Pascale HASSOUN
Le geste d’écriture du psychanalyste

Intervention au colloque de Chengdu en avril 2002

 

 

Le geste d’écriture du psychanalyste

 

La Chine s’est présentée à moi par la calligraphie et par les courtes sentences de sages chinois très anciens.

Chine. Espace et temps très éloignés.

Je pensais ne jamais pouvoir la rejoindre.

Sauf par mon intérêt pour la discipline du trait qu’est la calligraphie.

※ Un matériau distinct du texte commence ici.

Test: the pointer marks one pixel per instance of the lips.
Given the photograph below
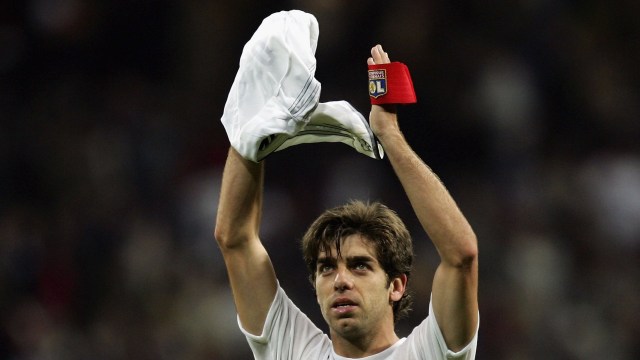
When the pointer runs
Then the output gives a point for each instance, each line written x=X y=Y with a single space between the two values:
x=343 y=305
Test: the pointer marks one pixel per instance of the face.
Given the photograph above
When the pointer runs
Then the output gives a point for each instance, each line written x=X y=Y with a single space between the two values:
x=353 y=291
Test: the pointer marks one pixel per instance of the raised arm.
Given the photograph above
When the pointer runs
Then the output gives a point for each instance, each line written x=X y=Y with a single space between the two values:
x=455 y=285
x=250 y=271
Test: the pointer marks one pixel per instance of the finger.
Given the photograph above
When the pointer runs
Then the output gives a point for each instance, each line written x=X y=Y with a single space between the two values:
x=384 y=55
x=376 y=55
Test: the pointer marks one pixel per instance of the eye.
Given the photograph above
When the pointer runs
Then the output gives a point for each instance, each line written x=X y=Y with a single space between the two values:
x=325 y=268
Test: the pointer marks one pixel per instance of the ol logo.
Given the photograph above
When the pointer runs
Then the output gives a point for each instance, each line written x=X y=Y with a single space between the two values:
x=377 y=82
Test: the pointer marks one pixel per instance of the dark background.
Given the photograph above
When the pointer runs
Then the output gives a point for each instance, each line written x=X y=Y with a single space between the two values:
x=111 y=151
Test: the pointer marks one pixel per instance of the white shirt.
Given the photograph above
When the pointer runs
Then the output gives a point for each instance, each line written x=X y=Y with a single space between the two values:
x=288 y=334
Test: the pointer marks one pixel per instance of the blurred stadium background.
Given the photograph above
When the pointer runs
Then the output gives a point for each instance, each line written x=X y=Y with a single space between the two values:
x=111 y=152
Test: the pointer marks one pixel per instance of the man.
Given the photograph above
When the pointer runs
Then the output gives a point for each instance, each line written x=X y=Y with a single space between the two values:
x=359 y=256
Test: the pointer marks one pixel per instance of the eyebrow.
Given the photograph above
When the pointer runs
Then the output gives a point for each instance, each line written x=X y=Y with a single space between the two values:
x=350 y=259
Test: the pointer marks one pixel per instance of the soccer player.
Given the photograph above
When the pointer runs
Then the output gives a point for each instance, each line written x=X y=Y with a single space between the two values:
x=360 y=258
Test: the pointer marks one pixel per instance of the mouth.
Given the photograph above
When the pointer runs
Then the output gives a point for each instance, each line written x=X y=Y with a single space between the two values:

J’étais dans ces pensées quand j’ai reçu un enfant qui m’a fait le cadeau de m’apprendre quelque chose ;

C’était lui mon maitre.

 

Comme j’avais lu chez les calligraphes et les sages chinois que le plus petit peut être le maître du plus grand,  j’ai interprété la rencontre de ce petit garçon comme un viatique pour venir en Chine

 

On pourrait comparer le processus psychanalytique au geste du calligraphe: il prend la plume, se concentre. D’un geste souple et ferme il parcourt la page, dessine courbes, pleins et déliés, montagnes, vallées et rivages et lorsque son geste s’achève la lettre apparaît.

 

Le processus psychanalytique est le parcours qui s’achève par la lettre. Lorsque nous nous risquons au processus psychanalytique nous n’avons pas le mot nous sommes à sa recherche. Il nous faut sauter en parachute, voire en chute libre, abandonner l’appui de l’intellectuel pour se laisser aspirer par le courant d’air de l’affect qui nous amène au bord de nos limites, au bord de l’appréhendable. Enfin nous pouvons mettre le mot juste là où nous nous sentions dispersé.

 

Tout jusqu’alors nous poussait dans notre paysage intérieur à contrôler le vertige, à contrôler la peur de la montée ou de la descente trop rapide. Nous étions mobilisés, immobilisés par les points douloureux.

 

Ce que nous faisons avec la psychanalyse c’est retrouver l’inscription inconsciente sous la surface du mot, c’est retrouver la force minérale sous les couches sédimentées par le traumatisme.

 

Quand le mot ou la lettre adviennent c’est comme le vol plané de l’oiseau qui prend le vent, qui se laisse porter et dériver. C’est le pinceau qui trace une ligne entre ce qui est pensé, parlé et vécu.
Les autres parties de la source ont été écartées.